Custom application metrics

You can add custom metrics to track business-specific operations:

import io.micrometer.core.instrument.MeterRegistry;
import io.micrometer.core.instrument.Counter;
import org.springframework.stereotype.Service;

@Service
public class OrganizationService {
    private final Counter organizationCreatedCounter;
    
    public OrganizationService(MeterRegistry registry) {
        this.organizationCreatedCounter = Counter
            .builder("organizations.created")
            .description("Number of organizations created")
            .tag("type", "business")
            .register(registry);
    }
    
    public void createOrganization(Organization org) {
        // ... business logic ...
        organizationCreatedCounter.increment();
    }
}

Access custom metrics:

curl http://localhost:8080/actuator/metrics/organizations.created

Production monitoring setup

Integrate OrgStack with popular monitoring platforms for comprehensive observability.

Prometheus integration

Prometheus is a popular open-source monitoring system that works seamlessly with Actuator.

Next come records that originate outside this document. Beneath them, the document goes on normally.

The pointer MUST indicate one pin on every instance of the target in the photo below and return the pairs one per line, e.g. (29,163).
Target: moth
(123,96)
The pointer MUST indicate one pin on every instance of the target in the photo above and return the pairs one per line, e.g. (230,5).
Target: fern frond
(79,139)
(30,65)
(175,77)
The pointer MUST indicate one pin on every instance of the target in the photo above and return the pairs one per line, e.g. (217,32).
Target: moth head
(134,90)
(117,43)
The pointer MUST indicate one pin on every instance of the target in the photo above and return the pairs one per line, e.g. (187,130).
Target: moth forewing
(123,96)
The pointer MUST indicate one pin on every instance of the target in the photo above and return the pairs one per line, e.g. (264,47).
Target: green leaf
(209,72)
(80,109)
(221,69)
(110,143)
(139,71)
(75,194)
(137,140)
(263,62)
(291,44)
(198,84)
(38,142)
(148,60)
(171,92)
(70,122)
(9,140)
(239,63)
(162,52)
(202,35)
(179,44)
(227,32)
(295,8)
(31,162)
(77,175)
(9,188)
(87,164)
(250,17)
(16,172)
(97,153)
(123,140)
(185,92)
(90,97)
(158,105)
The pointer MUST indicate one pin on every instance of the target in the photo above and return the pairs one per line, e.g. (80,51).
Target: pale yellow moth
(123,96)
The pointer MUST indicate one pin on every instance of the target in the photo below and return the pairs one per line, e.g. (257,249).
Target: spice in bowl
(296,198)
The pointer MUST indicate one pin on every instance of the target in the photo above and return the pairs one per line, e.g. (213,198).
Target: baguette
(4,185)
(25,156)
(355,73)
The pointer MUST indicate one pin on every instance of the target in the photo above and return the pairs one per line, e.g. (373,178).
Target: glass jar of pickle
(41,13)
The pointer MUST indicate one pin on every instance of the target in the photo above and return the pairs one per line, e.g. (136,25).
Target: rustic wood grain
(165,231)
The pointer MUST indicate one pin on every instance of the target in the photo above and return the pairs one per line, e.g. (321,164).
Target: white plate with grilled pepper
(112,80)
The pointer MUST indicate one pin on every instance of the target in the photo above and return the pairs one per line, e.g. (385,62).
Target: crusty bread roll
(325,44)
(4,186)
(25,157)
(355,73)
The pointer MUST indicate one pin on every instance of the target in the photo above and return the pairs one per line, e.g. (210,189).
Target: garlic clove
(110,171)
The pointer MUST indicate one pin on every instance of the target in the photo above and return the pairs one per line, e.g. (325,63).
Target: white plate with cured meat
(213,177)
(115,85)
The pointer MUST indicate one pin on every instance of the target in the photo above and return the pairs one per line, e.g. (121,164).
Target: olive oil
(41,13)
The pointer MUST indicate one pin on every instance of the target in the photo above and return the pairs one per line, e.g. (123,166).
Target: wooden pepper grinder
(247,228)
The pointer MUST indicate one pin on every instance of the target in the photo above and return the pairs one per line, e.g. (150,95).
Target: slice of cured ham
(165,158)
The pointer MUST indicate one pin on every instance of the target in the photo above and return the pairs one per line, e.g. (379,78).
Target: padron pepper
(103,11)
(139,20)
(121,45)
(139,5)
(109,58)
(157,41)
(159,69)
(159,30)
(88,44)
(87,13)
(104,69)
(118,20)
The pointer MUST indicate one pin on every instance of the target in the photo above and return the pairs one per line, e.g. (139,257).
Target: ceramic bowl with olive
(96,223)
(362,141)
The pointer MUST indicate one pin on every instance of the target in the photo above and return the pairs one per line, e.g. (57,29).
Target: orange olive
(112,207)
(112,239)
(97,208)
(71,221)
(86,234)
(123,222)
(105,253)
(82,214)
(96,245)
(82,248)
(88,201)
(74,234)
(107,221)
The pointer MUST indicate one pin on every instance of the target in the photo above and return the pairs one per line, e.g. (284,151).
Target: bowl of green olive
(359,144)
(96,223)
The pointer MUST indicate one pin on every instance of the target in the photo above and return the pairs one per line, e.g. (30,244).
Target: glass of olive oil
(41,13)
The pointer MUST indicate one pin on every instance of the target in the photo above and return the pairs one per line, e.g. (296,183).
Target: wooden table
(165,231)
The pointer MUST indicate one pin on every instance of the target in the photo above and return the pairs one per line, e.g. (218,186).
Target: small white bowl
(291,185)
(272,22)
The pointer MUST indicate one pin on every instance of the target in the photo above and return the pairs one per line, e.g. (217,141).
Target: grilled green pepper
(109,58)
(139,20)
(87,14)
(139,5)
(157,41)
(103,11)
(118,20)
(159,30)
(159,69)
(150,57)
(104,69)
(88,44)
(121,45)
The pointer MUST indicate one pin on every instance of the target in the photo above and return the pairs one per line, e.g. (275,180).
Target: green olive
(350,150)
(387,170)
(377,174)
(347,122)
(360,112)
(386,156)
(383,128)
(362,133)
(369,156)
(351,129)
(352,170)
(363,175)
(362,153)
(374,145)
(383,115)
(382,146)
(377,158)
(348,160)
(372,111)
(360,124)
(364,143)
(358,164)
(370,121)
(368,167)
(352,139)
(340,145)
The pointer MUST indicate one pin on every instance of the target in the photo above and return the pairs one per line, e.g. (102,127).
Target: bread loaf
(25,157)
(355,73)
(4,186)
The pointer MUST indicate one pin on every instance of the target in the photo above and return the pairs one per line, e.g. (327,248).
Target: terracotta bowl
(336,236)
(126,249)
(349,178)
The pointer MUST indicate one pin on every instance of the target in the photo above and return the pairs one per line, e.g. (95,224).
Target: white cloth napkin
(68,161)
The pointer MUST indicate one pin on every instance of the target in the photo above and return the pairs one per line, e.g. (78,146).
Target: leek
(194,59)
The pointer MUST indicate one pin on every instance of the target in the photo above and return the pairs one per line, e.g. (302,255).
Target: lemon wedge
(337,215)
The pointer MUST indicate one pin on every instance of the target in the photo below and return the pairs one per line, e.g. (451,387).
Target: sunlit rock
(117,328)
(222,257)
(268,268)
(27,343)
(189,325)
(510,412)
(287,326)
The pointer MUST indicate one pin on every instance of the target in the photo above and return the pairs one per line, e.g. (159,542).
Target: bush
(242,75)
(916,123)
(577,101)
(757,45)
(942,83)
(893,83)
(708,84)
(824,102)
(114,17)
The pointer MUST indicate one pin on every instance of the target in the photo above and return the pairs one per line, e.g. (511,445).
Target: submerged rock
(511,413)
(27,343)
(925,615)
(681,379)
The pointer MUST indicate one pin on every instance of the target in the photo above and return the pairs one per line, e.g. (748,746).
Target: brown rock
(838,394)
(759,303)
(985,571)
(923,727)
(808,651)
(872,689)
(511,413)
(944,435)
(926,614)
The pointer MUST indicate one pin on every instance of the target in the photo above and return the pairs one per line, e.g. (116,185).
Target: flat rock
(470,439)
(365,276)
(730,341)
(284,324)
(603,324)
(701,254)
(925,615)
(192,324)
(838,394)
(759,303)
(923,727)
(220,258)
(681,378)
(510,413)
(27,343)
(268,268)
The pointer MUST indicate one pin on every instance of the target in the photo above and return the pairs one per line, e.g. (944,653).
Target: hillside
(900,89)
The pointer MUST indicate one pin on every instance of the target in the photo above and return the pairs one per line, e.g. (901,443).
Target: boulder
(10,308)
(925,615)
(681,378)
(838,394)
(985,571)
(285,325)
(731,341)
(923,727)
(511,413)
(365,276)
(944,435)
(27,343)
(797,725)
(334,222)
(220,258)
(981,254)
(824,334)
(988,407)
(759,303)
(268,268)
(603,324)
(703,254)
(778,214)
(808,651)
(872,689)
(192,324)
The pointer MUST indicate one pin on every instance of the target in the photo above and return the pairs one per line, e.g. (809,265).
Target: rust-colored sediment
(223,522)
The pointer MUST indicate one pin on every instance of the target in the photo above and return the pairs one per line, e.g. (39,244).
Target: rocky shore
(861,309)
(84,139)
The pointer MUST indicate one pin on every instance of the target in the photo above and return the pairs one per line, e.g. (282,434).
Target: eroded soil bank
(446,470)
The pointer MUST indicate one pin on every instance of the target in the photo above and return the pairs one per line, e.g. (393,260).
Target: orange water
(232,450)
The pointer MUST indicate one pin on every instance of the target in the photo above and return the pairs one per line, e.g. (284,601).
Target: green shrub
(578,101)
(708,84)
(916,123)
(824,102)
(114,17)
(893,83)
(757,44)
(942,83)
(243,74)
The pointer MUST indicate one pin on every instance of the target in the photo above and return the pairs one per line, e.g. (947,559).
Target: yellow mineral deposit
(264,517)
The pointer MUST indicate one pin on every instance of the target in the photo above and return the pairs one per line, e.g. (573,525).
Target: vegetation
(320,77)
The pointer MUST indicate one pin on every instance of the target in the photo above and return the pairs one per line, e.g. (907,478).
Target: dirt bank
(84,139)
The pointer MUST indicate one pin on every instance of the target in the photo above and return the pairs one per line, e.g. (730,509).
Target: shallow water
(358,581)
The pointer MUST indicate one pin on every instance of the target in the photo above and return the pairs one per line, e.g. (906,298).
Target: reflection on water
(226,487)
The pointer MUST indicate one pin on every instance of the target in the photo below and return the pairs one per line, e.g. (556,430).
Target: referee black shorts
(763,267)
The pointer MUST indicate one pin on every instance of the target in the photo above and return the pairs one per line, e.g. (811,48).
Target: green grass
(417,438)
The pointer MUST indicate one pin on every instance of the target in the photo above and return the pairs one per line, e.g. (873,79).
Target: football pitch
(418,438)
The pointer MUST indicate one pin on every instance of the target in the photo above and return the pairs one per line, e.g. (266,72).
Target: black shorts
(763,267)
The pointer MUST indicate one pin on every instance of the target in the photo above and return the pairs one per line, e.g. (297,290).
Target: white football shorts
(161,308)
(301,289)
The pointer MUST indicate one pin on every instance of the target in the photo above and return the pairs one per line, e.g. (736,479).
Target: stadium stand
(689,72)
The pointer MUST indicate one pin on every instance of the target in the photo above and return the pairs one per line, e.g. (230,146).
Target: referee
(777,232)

Add Micrometer Prometheus dependency

Update pom.xml:

<dependency>
  <groupId>io.micrometer</groupId>
  <artifactId>micrometer-registry-prometheus</artifactId>
</dependency>

Enable Prometheus endpoint

Add to application.properties:

management.endpoints.web.exposure.include=health,info,metrics,prometheus
management.metrics.export.prometheus.enabled=true

Verify Prometheus metrics

curl http://localhost:8080/actuator/prometheus

This returns metrics in Prometheus format:

# HELP jvm_memory_used_bytes The amount of used memory
# TYPE jvm_memory_used_bytes gauge
jvm_memory_used_bytes{area="heap",id="G1 Eden Space",} 1.2345678E7

Configure Prometheus scraping

Add to prometheus.yml:

scrape_configs:
  - job_name: 'orgstack'
    metrics_path: '/actuator/prometheus'
    static_configs:
      - targets: ['localhost:8080']
    scrape_interval: 15s

Grafana dashboards

Visualize metrics with Grafana:

Add Prometheus as data source

In Grafana, navigate to Configuration > Data Sources > Add data source > Prometheus

Import Spring Boot dashboard

Use the community dashboard for Spring Boot 2.x:

Dashboard ID: 11378 (JVM Micrometer)
Dashboard ID: 12900 (Spring Boot 2.x Statistics)

Create custom panels

Add panels for OrgStack-specific metrics:

Organization creation rate
User registration trends
API endpoint latency percentiles
Database query performance

Grafana provides alerting capabilities. Set up alerts for critical metrics like high memory usage, slow response times, or database connection pool exhaustion.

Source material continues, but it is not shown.